Darüber, wie es ab dem 1. Februar weitergehen soll, wollen die Kanzlerin und die Regierungschefs der Länder am 25. Januar beraten.
Die deutschen Gesundheitsämter haben dem Robert Koch-Institut (RKI) 11 897 Corona-Neuinfektionen binnen eines Tages gemeldet.
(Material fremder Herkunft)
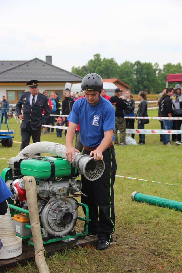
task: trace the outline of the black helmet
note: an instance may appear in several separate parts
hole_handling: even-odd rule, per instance
[[[85,76],[81,82],[81,89],[88,91],[99,91],[103,89],[102,79],[98,74],[89,73]]]

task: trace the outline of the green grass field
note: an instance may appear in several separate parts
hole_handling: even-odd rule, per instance
[[[156,110],[148,111],[157,116]],[[159,129],[157,120],[150,120],[145,128]],[[14,141],[21,141],[20,124],[12,119],[10,128],[14,130]],[[135,128],[137,127],[136,121]],[[2,124],[1,129],[5,129]],[[41,135],[41,141],[65,145],[65,138],[57,139],[56,132]],[[135,139],[139,140],[138,135]],[[50,272],[182,272],[182,212],[132,201],[134,191],[146,194],[181,202],[181,147],[163,145],[159,134],[147,134],[145,145],[115,147],[117,174],[175,185],[116,178],[115,184],[115,231],[113,242],[106,250],[92,247],[79,247],[57,253],[47,261]],[[11,148],[0,146],[0,157],[16,156],[20,144]],[[8,160],[0,159],[1,171],[8,166]],[[80,213],[82,213],[80,210]],[[10,272],[37,272],[35,263],[20,266]]]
Außerdem wurden 944 neue Todesfälle innerhalb von 24 Stunden verzeichnet.
Glückwünsche an Markus Söder
Zum Auftakt der mit Spannung erwarteten Bund-Länder-Beratungen hat Kanzlerin Merkel zunächst Bayerns Ministerpräsident Markus Söder zu dessen 54. Geburtstag gratuliert. Was gebe es Schöneres, als sich an einem solchen Tag im Kanzleramt aufzuhalten, sagte Merkel am Dienstagnachmittag bei ihrer Begrüßung nach Angaben von Sitzungsteilnehmern zum CSU-Chef.